The second movie was “Domino”. Now, I don’t know if it was because it was late and I was tired (we started the movie at 10:00, and I’d been up for 16 hours by that point), but “Domino” must be one of the worst attempts at a stylized action movie I’ve seen in quite some time. Plot? Atrocious… so confusing, I don’t think the writers knew what was going on. The “style”? Horribly distracting. In retrospect, the reason I found the movie so confusing may have been from the epileptic seizures the visuals were triggering. Frankly, I think the only purpose of this movie was to show how awesomely badass Keira Knightley could be. The problem is, she was really not that awesome at all… in fact, she was pretty terrible.
But, in the end, I think the real question is this: why didn’t I just stop watching this movie?!? I just kept watching and watching, even though the movie went from scene to scene delving deeper and deeper into realms of suck rarely visited, let alone depicted in film. I could have made it all stop, but I didn’t. I let myself down. And for that, I apologize to me.

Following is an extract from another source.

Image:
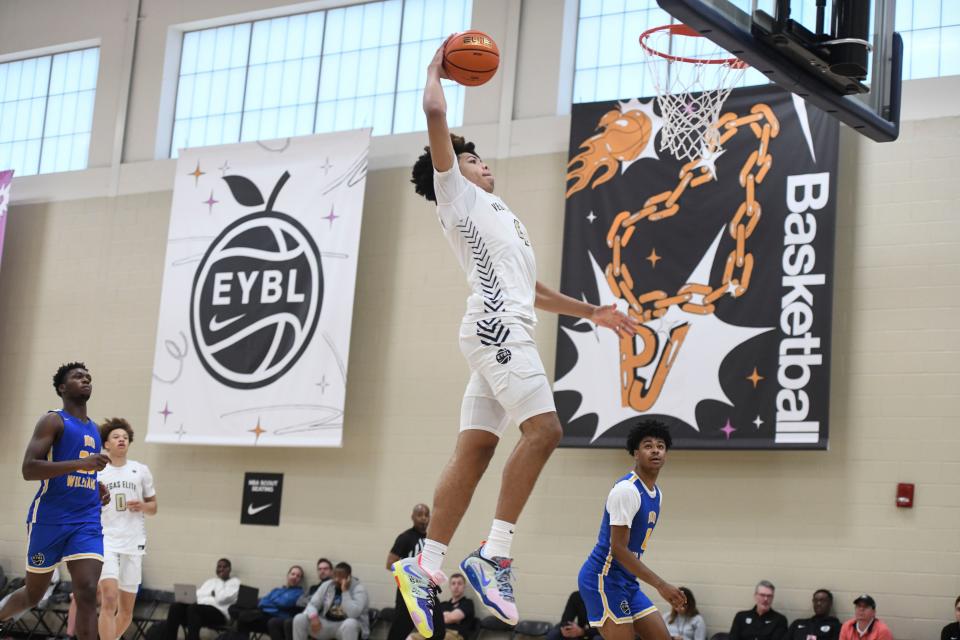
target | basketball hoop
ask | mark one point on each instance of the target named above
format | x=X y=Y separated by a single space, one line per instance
x=692 y=84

Jebus, it’s been a a while since I last wrote… which is probably good. It’s not as if there aren’t enough blogs filled with the incessant, ceaseless rantings of the uninteresting. Like me!
Anyway, last night after our 23km walk (by the way, the Edmonton River valley going east from the Kinsmen is a wicked hard walk), we decided to watch the movie ‘Crash’. Now, there are a few movies which I’d put at the very top of my list of all time:
- Dr. Strangelove or: How I Learned to Stop Worrying and Love The Bomb
- Apocalypse Now
- Clockwork Orange
- The Matrix (yeah yeah, piss off)
‘Crash’ may very well end up somewhere on the list.
On the surface, the movie is an incredibly intelligent and insightful look at racism in the 21st century. It’s organized as a series of small narratives about a wide variety of characters, from a poor Persian store owner to a rich black television producer, with the various stories intertwined to one degree or another. Unfortunately, with a narrative structure like this, I’ve seen previous movies fail because they cannot fully engage the audience (since they only see the characters for small portions of time), or because the audience has difficulty following the various narratives. This movie, however, succeeds on both points, creating a range of characters that are interesting and memorable, with whom the audience can truly connect.
Now, as I mentioned, racism is clearly the primary subject matter of this film, and it deals with it in an incredible variety of forms. But the movie goes further than that: the characters in this movie, while demonstrating clear racism, aren’t simple caricatures. The film makes an effort to examine the underlying reasons behind the various prejudices held by the characters. Moreover, these characters are allowed to change and develop. Particularly interesting is the pairing of racist and non-racist, such that by the end of the movie, the racist character is allowed a moment of redemption, while the non-racist character begins to descend into predjudice.
But, I think the movie also has a deeper message. In a film like this, it would be all too easy to depict the racist characters as somehow getting their ‘just deserts’, while the non-racists are somehow rewarded for their good behaviour. Not so in this movie. The world is depicted as a place of damnation and redemption, and the people, while imperfect, are equally capable of hate and love. Thus, despite the subject matter, this is probably one of the most positive movies about the modern world I have seen in a very long time, with one clear message: that, for all of us, there is hope.
As if this weren’t all enough, the writing in this film is fantastic, and the acting is absolutely superb. The cinematography is also excellent, beautifully capturing the various urban environments that occur in the film.
So… yeah, if you haven’t seen this movie, I implore you to check it out. You won’t regret it.